September 9, 2009
A few weeks after Sept. 11, I visited the site of the wreckage with a group of Jewish journalists. The makeshift museum that had sprung up along the perimeter fence — photos, snapshots, handmade “Have You Seen Her?” posters, flowers and toys — was as tragic as anything I’ve ever seen.
Thinking back to that day, the memory feels unreal, otherworldly.
Our guide was Rabbi Brad Hirschfield, an Orthodox-ordained leader of CLAL, a cross-denominational national organization for Jewish learning and leadership. Hirschfield allowed us to sit, stunned, on a bench in Battery Park, to gather our wits. Society, he assured us, would begin to find a way to incorporate this massive, life-altering historic event into its collective memory. Jewish tradition, which has cornered the market on how to mark disaster, would be a guide for society at large. We would help find the liturgy and rituals that would ensure that Sept. 11 and its lessons would never be forgotten.
Well, we didn’t and they have been.
The news just from the last few weeks shows that whatever outrage and vigilance the terror attacks should have inspired has gone flaccid.
On Aug. 21, the Libyan agent convicted of the 1988 Lockerbie bombing returned home from a Scottish prison. Scottish Justice Secretary Kenny MacAskill released Abdelbaset Ali Mohmed al-Megrahi on “compassionate grounds,” because the 57-year-old had prostate cancer. On his arrival in Tripoli, al-Megrahi received a hero’s welcome and was feted days later at the celebrations marking Libyan leader Moammar Qaddafi’s 40th year in power. The world was outraged, but not for long.
This week, the Iranian parliament approved President Mahmoud Ahmadinejad’s nominee for defense minister — Ahmad Vahidi — a man wanted in the 1994 AMIA Jewish center bombing in Buenos Aires, which killed 85 people. The world was outraged at Vahidi’s nomination, but not for long.
I’d like to be able to predict that it’s only a matter of time before a memorial to Sept. 11 rises in some Muslim country honoring the hijackers. But that already happened — in London, England. In 2003, the radical Islamist group Al-Muhajiroun organized an event honoring “The Magnificent 19.” The fact that the group was subsequently banned by the British government, in 2005, has been well reported. What hasn’t been reported is that this past June, the group relaunched its activities.
“We would like to declare that after almost 15 years since the establishment of Al-Muhajiroun, and five years since its disbandment,” the Web site reads, “Al-Muhajiroun is to be relaunched in the United Kingdom and to resume its activities as normal.”
Eight years since Sept. 11, America is still trying to beat back an Islamist tide in Afghanistan and Iraq, still trying to find Osama bin Laden and still dependent on Middle East oil.
The world was outraged, but not for long.

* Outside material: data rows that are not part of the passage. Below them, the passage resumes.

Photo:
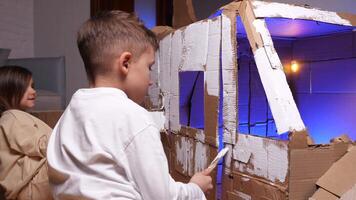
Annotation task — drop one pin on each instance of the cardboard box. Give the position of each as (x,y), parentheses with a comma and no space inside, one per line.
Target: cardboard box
(256,167)
(280,169)
(340,178)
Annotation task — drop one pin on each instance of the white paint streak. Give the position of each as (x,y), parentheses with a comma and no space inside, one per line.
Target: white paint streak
(243,196)
(159,119)
(174,114)
(201,157)
(269,158)
(154,89)
(200,136)
(164,74)
(266,9)
(195,47)
(228,156)
(229,82)
(280,99)
(184,151)
(174,123)
(261,28)
(213,56)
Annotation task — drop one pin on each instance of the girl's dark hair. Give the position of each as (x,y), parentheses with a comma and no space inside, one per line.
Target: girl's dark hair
(14,81)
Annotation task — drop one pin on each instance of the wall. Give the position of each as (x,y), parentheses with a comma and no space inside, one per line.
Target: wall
(16,27)
(146,10)
(55,26)
(204,8)
(331,5)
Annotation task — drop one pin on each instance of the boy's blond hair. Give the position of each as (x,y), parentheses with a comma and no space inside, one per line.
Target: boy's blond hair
(107,35)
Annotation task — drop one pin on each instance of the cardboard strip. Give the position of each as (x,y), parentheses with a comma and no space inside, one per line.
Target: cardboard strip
(212,74)
(164,74)
(280,99)
(176,50)
(153,101)
(266,158)
(194,47)
(229,76)
(268,9)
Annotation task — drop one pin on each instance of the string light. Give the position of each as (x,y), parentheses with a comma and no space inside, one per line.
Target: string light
(294,66)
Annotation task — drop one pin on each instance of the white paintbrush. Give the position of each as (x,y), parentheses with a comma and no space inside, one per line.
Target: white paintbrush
(220,155)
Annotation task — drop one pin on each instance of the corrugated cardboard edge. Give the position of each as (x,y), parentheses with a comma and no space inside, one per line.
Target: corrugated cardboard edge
(341,176)
(229,72)
(273,9)
(322,194)
(349,195)
(162,31)
(183,13)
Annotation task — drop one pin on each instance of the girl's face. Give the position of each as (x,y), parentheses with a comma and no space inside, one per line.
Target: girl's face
(28,99)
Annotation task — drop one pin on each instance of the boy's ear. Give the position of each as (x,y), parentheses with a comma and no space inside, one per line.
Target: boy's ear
(124,62)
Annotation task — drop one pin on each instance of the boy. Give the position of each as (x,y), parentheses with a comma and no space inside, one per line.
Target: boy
(105,145)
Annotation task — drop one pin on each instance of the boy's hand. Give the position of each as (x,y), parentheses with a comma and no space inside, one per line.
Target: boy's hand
(203,179)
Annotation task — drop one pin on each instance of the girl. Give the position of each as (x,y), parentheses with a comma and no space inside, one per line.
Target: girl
(23,139)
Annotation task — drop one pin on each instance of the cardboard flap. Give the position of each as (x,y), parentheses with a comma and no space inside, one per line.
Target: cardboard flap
(242,155)
(342,138)
(322,194)
(351,194)
(298,140)
(162,31)
(341,176)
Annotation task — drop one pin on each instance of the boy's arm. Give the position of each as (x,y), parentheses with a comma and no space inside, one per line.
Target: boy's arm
(149,167)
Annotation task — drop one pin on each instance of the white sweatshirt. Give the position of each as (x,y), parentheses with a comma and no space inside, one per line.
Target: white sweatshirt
(105,146)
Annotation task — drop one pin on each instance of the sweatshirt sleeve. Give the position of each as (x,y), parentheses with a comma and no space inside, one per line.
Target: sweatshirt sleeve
(150,172)
(24,137)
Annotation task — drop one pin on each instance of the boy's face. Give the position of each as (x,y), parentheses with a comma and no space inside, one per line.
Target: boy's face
(138,77)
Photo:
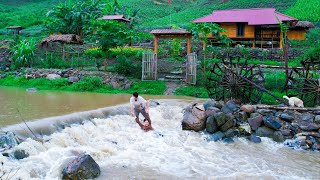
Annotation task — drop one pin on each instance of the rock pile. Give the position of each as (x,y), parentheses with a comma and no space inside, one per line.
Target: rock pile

I’m assuming that finding a way to remember Sept. 11 will necessarily increase the chances that society will identify extremists, stand up to them and commit to policies that make us less vulnerable to them. But I know there’s some wishful thinking in that. Sept. 11 has become as heavily politicized as Glenn Beck’s tears.
This week the right is using Sept. 11 to bash President Barack Obama for trying to mark the anniversary with a day of service — is there anything more socialist than volunteering! — and the left is using it to re-attack George W. Bush for following Sept. 11 with a war in Iraq. The moderate left and right are using “the lessons of 9/11” to justify the extent of American involvement in Afghanistan, while the loony left and right come together in pushing any number of conspiracy theories over what happened that day. Google Sept. 11, and the first page of results has more about the conspiracies than about the victims or the lessons.
Meanwhile, polls show that Americans, while acknowledging the day’s impact, are at a loss at how to mark it. A 2007 USA TODAY/Gallup Poll found that while 71 percent of Americans called Sept. 11 the most memorable news event of their lifetime, only 6 percent said they would observe the anniversary in a formal way. Since 2007, the number of events, and the media’s coverage of them, has only dwindled.
America, the scholar Edward Linenthal pointed out, doesn’t do anniversaries on off years. Strange as this may seem for a nation founded in 1776, our collective memory works better in 0s and 5s. We prefer even numbers.
That means that in two years, the 10th anniversary of Sept. 11 will see a resurgence, if not a surfeit, of ceremony and memorial. And that gives the Jewish community an opportunity to begin developing a Sept. 11 liturgy and ritual for use on the 10th anniversary that will still be powerful on the 100th, that will see that the lessons aren’t lost and the sense of moral outrage is forever renewed. It’s a tall order, but here we are about to mark the creation of the world, after 6,000 years. We know from memorials, and we should help make sure the world gets this one right.